My 15 Minutes Remain Elusive

I finally found the YouTube broadcast of the panel that Queen Noor of Jordan participated in at last year’s ServiceNation Summit.

I was sitting in my 2nd grade classroom at the Modern American School, having just sent my students off to gym class, when my phone rang. I put down the math homework I was grading, and picked up the phone, pleased by the serendipity of its timing. It wasn’t a number I recognized, but I answered anyway.

“Is this Maryah? My name is Barbara, and I’m the Chief of Staff for Queen Noor.” I was glad I was sitting down. “Her Majesty is participating in a panel in New York City next week, and someone recommended you as a Peace Corps Volunteer who loved Jordan enough to come back again. I wondered if I could get some stories from you about the importance of Peace Corps, and international service.”

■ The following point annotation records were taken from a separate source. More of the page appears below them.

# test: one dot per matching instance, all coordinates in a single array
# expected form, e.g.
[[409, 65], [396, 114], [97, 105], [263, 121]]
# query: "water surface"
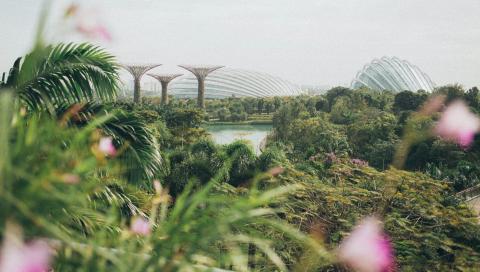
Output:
[[226, 134]]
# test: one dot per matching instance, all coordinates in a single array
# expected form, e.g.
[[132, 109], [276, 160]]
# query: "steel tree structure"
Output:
[[137, 71], [201, 72], [164, 80]]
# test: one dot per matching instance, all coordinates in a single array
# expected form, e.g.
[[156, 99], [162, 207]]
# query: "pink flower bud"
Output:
[[367, 249], [458, 124]]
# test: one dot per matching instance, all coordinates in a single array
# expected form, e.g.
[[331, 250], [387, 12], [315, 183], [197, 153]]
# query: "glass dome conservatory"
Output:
[[393, 74], [228, 82]]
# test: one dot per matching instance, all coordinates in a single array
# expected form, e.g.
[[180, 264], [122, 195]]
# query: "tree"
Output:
[[408, 101], [260, 105], [63, 74]]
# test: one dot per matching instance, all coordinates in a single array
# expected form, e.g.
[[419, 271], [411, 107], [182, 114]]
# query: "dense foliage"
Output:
[[115, 186]]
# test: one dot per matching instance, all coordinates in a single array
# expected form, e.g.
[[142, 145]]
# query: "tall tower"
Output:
[[137, 72], [164, 80], [201, 72]]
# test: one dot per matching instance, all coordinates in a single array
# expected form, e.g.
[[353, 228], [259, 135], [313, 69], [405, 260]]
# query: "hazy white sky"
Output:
[[304, 41]]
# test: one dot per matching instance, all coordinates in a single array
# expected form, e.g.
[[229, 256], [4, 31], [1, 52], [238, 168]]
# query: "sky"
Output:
[[308, 42]]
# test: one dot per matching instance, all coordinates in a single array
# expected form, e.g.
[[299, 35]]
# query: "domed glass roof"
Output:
[[228, 82], [392, 74]]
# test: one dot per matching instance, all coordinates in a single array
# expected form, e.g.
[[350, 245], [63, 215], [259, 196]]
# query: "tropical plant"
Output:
[[63, 74]]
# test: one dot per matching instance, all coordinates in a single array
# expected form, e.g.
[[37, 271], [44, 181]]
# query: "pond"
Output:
[[226, 134]]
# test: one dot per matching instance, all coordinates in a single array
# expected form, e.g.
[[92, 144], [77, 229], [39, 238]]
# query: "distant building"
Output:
[[228, 82], [393, 74]]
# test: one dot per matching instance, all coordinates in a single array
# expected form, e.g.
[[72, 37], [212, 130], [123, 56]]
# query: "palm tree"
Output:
[[63, 74], [55, 78], [141, 159]]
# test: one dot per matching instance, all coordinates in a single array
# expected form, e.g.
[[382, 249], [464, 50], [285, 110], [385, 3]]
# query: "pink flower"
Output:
[[19, 257], [140, 226], [367, 249], [458, 124], [87, 23], [106, 146], [157, 186]]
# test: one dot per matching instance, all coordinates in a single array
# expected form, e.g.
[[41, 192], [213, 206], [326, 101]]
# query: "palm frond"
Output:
[[65, 74], [141, 153]]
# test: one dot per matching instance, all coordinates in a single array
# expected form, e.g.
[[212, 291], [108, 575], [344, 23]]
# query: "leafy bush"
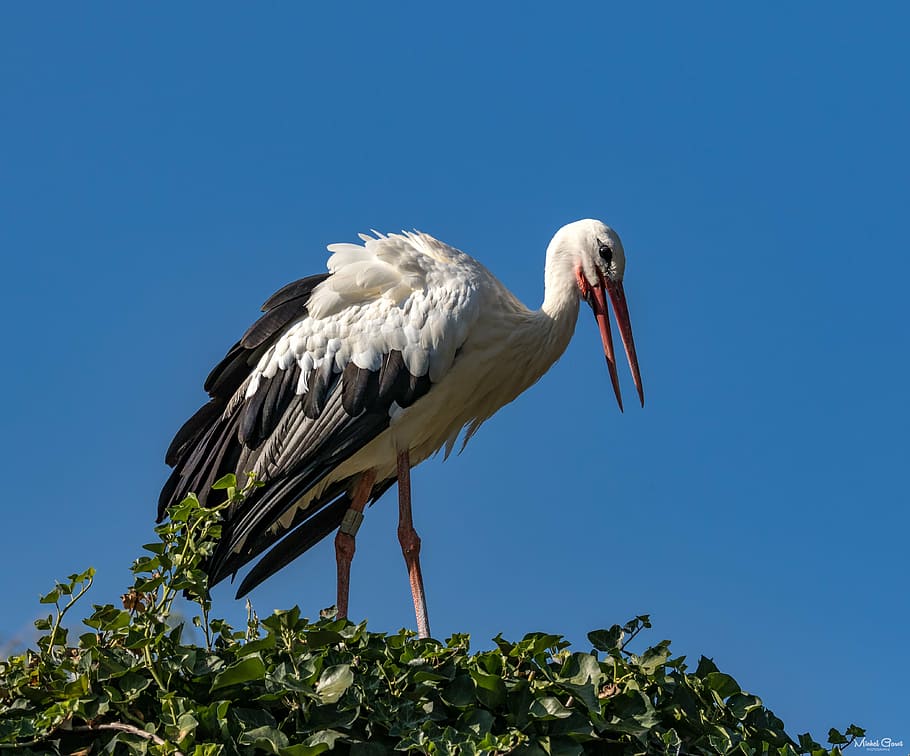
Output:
[[284, 685]]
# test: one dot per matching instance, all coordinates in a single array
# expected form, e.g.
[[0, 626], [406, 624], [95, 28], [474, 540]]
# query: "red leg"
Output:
[[410, 544], [344, 540]]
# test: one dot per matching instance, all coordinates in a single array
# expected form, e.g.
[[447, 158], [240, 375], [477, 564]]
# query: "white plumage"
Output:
[[353, 377]]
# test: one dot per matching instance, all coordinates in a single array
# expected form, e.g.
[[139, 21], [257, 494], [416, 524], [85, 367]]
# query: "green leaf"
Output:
[[247, 669], [606, 640], [722, 684], [549, 707], [490, 690], [333, 682]]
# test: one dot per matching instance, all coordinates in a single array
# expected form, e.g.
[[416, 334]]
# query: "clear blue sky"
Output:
[[164, 169]]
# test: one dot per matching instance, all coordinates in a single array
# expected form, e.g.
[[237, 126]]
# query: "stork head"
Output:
[[599, 262]]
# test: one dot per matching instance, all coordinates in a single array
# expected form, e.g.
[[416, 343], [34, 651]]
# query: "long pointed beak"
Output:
[[621, 311]]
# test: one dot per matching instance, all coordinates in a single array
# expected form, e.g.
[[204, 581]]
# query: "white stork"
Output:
[[352, 377]]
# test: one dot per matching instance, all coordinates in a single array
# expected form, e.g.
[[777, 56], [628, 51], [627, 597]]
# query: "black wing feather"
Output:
[[302, 537], [233, 431]]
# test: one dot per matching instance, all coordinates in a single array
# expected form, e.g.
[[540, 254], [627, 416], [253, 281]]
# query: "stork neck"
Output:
[[561, 297]]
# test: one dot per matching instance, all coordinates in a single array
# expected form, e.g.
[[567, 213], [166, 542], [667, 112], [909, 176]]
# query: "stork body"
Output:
[[353, 377]]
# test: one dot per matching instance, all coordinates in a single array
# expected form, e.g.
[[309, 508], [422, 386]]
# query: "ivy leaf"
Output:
[[333, 682], [247, 669]]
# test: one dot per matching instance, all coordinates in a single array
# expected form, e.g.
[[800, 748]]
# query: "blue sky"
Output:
[[166, 168]]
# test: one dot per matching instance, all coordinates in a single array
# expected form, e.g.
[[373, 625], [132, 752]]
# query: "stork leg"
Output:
[[410, 544], [344, 540]]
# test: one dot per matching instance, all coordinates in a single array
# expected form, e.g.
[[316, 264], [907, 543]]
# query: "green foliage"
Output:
[[288, 686]]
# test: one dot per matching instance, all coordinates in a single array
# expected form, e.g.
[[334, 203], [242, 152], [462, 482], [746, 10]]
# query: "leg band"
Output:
[[350, 524]]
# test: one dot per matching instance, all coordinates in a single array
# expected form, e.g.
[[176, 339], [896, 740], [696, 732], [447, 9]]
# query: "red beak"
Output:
[[621, 310]]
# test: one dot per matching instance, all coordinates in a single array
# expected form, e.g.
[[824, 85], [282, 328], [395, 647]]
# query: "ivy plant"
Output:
[[133, 683]]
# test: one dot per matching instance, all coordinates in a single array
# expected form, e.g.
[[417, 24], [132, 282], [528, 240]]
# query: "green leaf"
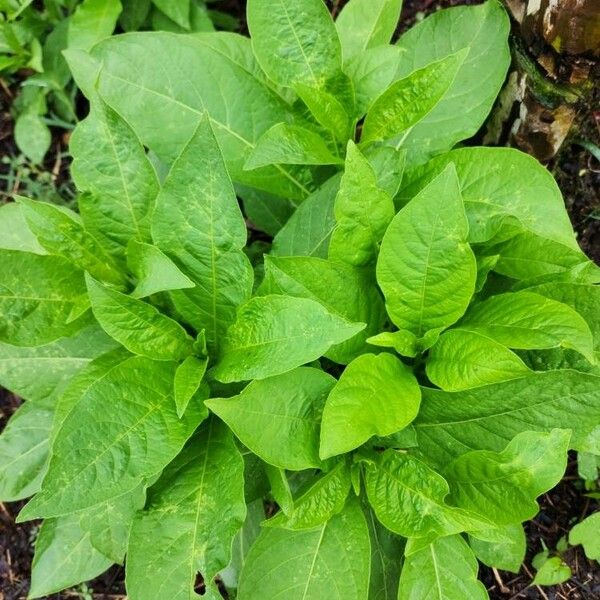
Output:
[[503, 485], [526, 321], [24, 451], [188, 378], [63, 557], [376, 395], [409, 100], [446, 570], [340, 288], [294, 42], [192, 515], [500, 186], [154, 270], [319, 503], [216, 73], [408, 498], [586, 534], [329, 561], [37, 295], [198, 223], [110, 163], [487, 418], [506, 555], [275, 334], [363, 24], [362, 211], [426, 269], [291, 145], [482, 31], [92, 455], [308, 230], [61, 233], [138, 326], [463, 359], [279, 418], [92, 21]]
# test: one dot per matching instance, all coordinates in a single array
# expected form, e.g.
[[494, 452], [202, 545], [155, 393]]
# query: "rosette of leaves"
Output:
[[399, 370]]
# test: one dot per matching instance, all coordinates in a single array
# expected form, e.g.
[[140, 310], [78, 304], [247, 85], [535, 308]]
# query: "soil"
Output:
[[578, 175]]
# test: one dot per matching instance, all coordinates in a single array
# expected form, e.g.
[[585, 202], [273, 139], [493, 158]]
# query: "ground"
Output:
[[578, 175]]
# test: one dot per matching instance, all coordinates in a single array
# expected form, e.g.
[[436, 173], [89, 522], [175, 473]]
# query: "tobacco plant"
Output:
[[359, 403]]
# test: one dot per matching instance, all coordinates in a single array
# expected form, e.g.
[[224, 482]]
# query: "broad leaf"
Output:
[[275, 334], [426, 269], [330, 561], [198, 223], [362, 212], [192, 515], [279, 418], [376, 395]]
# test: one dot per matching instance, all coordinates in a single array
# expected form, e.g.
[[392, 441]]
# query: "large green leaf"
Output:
[[444, 570], [24, 451], [274, 334], [409, 100], [525, 320], [503, 485], [499, 186], [342, 289], [426, 269], [101, 454], [295, 42], [137, 325], [64, 556], [192, 516], [110, 163], [37, 297], [217, 73], [376, 395], [198, 223], [364, 24], [483, 32], [329, 561], [487, 418], [362, 212], [279, 418]]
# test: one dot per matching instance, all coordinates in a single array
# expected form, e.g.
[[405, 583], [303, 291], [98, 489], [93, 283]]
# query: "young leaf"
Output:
[[487, 418], [463, 359], [154, 270], [426, 269], [138, 326], [61, 233], [291, 145], [92, 440], [409, 100], [198, 223], [192, 516], [503, 485], [483, 32], [188, 378], [275, 334], [278, 418], [319, 503], [362, 212], [526, 321], [309, 564], [63, 557], [294, 42], [376, 395], [37, 295], [339, 287], [364, 24], [447, 566]]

Of course, there are few things I love more than talking about my travels abroad, and especially about Peace Corps. I told her many of my favorite stories, including the story of the Jebel Bani Hamida bus station, which she thought would be too controversial for her purposes. Most importantly, I talked to her about Peace Corps’ Third Goal, to bring knowledge of my host culture back to America. For the first time, I explained, I had come home from somewhere that people really cared about. Even the most unexpected people, housewives who’d never been 100 miles from home and never seemed interested in international affairs, had a thousand questions about Arabs, Muslims, Islam, women in the Middle East, public opinion of America in the Muslim world, the education system in Jordan, etc. And unlike the few questions I would get about the places I’ve lived in Europe, when it came to Jordan, people were very conscious that they really had no idea what the answers to their questions would be. People really listened to what I had to say.

Due to computer problems, I’ve not seen more than two thirds of the video myself, and I haven’t yet heard Her Majesty mention anything that might have come from me. Nevertheless, what she and others have to say about public service, international service, and its importance to international relations are worth hearing.